The Connected Enterprise

The ultimate goal of connected data is the 'connected enterprise,' where data freely flows across departmental boundaries, accessible and utilizable by various business units without the traditional silos. This approach emphasizes data's role as a shared asset, enhancing collaboration and decision-making.
Adopting connected data practices, particularly graph databases, positions companies to better manage their data landscapes and derive more value from their information assets.
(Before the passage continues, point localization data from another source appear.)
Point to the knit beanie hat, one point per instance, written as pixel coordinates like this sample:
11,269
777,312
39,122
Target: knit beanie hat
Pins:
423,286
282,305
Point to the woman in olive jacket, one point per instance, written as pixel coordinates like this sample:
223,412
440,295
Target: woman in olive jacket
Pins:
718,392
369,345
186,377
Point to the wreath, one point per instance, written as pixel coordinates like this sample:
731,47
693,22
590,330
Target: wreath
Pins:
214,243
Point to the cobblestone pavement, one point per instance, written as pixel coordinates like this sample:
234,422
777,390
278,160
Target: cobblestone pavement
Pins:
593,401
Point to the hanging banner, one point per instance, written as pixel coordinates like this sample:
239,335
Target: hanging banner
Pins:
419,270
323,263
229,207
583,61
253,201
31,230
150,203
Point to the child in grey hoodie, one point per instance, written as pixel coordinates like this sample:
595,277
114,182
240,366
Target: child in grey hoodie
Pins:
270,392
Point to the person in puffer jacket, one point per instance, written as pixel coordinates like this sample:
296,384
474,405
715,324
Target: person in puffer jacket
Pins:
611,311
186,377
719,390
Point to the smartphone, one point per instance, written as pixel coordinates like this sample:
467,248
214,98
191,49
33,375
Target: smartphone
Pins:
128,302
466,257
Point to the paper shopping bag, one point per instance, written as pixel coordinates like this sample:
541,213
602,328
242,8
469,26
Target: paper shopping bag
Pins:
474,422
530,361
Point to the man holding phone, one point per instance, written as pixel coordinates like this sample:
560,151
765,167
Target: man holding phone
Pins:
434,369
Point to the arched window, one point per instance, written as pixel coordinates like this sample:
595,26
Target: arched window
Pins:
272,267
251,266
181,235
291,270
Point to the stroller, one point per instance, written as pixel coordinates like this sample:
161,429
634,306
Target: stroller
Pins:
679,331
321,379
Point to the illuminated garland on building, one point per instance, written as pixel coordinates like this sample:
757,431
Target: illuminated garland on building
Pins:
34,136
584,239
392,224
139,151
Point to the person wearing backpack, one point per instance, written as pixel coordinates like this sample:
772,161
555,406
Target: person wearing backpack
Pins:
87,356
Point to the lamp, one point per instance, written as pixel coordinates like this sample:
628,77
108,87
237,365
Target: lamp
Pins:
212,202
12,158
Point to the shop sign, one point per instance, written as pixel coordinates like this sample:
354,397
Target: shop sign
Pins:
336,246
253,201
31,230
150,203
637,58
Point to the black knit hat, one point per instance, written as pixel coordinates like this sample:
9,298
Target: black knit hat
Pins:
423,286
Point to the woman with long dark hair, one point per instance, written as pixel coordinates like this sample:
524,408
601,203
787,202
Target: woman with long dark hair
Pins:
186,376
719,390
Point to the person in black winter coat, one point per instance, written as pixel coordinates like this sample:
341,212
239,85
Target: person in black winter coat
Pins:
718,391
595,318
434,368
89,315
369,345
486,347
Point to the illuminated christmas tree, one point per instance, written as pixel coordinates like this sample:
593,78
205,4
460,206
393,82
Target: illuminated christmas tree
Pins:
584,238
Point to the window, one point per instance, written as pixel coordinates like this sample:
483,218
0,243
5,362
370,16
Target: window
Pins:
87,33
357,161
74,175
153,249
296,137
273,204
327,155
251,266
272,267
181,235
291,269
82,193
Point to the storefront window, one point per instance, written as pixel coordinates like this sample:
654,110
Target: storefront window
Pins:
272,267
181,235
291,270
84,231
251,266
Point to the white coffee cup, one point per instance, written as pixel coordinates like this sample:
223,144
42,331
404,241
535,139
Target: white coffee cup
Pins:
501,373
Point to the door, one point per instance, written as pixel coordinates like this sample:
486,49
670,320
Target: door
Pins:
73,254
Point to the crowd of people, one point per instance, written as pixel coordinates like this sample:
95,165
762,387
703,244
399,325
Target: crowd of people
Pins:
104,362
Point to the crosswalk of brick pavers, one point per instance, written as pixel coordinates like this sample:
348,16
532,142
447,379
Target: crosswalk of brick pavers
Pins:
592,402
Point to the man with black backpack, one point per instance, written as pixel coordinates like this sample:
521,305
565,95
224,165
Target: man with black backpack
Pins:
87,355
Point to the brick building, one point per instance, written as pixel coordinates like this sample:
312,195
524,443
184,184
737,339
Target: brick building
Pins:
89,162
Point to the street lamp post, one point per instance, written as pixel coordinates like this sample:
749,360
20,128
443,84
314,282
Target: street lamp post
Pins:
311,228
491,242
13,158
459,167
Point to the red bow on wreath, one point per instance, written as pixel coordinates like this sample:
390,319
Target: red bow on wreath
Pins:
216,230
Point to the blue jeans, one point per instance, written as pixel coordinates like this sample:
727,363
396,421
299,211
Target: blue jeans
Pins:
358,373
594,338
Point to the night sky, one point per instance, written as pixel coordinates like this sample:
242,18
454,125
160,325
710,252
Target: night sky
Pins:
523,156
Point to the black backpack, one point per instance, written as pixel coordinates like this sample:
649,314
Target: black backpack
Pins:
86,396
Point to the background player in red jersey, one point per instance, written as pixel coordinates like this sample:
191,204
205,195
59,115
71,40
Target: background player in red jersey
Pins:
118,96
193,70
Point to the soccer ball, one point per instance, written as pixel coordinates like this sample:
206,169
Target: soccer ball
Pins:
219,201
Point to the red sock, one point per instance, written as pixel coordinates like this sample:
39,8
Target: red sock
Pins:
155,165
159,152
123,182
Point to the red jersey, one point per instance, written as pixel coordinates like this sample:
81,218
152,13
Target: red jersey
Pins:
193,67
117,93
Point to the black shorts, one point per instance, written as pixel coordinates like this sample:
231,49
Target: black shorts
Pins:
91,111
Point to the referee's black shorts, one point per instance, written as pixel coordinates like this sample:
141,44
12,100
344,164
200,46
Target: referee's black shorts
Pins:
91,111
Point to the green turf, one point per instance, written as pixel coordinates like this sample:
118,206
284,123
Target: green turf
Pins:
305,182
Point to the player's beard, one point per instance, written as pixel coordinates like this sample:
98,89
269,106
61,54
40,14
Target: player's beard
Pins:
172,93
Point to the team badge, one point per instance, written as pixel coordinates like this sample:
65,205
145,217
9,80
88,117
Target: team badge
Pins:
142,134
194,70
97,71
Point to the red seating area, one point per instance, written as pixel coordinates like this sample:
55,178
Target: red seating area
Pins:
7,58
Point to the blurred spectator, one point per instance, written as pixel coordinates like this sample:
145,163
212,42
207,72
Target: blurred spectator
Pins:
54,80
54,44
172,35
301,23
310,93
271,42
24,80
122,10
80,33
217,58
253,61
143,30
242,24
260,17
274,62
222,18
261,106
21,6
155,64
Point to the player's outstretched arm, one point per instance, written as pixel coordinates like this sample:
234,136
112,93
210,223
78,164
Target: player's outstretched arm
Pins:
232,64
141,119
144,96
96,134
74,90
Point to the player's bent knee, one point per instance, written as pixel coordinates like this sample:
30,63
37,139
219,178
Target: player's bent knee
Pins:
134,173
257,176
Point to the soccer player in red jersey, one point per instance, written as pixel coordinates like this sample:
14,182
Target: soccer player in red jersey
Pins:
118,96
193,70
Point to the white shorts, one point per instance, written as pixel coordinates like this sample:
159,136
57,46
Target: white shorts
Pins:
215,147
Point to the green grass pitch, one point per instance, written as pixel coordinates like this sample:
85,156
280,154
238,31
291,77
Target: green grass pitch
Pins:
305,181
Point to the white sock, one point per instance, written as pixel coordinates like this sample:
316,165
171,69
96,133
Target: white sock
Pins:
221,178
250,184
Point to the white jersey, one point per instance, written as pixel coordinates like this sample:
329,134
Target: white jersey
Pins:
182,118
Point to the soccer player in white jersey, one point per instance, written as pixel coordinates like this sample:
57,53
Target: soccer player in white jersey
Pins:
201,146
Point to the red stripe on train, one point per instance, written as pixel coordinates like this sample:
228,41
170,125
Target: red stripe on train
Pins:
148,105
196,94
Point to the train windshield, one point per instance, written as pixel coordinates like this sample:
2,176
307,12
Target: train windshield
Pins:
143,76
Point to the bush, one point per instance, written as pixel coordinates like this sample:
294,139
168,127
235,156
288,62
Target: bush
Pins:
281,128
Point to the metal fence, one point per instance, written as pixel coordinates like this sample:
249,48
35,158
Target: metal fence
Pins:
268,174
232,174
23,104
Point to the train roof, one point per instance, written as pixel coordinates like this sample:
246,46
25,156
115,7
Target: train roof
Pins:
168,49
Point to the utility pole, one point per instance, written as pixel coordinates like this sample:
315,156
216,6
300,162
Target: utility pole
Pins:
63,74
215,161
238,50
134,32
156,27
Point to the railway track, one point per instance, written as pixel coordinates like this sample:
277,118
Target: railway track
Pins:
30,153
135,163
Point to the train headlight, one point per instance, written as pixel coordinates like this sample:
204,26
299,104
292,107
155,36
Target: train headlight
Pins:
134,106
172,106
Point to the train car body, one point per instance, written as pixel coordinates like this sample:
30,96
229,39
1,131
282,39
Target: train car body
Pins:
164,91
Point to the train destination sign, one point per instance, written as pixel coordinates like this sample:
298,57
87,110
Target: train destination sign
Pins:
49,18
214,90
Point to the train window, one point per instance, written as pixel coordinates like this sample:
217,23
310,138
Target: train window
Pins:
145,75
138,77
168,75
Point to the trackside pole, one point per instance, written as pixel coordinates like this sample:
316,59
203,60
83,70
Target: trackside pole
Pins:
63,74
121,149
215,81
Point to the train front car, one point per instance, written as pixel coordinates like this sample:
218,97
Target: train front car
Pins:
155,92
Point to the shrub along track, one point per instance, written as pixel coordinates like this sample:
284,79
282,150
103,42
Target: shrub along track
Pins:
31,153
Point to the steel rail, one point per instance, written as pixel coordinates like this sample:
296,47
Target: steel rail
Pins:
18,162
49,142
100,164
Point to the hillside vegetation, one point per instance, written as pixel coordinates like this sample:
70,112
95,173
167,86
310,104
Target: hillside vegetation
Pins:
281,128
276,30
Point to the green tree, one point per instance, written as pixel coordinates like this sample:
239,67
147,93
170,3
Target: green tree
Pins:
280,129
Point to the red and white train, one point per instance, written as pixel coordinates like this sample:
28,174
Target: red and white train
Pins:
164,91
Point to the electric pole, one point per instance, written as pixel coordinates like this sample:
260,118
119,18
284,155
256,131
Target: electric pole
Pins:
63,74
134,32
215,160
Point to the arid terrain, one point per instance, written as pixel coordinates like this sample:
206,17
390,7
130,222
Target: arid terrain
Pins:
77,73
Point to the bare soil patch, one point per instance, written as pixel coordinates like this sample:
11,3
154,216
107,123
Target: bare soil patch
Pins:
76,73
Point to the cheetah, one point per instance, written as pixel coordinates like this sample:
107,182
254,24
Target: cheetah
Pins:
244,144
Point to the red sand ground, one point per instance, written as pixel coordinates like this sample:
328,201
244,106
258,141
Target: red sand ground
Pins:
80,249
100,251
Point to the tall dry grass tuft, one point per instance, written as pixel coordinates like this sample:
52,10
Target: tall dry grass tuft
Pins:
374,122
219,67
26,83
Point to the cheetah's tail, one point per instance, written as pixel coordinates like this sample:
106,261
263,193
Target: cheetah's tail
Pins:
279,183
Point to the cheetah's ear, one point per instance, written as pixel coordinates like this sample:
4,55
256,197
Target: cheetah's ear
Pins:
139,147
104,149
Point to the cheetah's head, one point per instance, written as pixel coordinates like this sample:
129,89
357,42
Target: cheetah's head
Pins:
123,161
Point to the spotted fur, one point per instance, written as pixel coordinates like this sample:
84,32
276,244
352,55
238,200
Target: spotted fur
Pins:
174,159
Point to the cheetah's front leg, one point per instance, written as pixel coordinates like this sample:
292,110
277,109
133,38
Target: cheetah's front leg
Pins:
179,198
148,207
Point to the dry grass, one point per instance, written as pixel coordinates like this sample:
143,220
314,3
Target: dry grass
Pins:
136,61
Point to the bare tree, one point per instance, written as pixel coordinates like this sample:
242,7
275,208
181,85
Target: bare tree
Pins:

While challenges remain, the potential benefits of a fully connected enterprise are significant, and it is our strong belief that this is the future direction most companies will take.


Key take-aways

Understanding Connected Data:
Connected data involves interlinking data entities with relationships, creating network-like structures that enhance data interconnectivity and flexibility.

Limitations of Relational Databases:
Relational databases struggle with managing complex data interconnections efficiently, making them less suitable for scenarios requiring rich interconnectivity compared to graph databases.

Challenges in Adopting Connected Data:
Despite its advantages, the adoption of graph databases faces challenges, including perceived complexity, significant data model shifts, and the need for a mindset change.

AI, ML, and Connected Data:
The suitability of graph versus relational databases for AI and ML applications depends on the specific data and tasks, with graph databases excelling in scenarios where relationships are crucial.

The Connected Enterprise:
The ultimate goal of connected data is to create a connected enterprise where data flows freely across departmental boundaries, enhancing collaboration and decision-making.

Future Outlook:
Adopting connected data practices, particularly through graph databases, positions companies to better manage their data landscapes and derive more value from their information assets, indicating a future trend towards connected enterprises.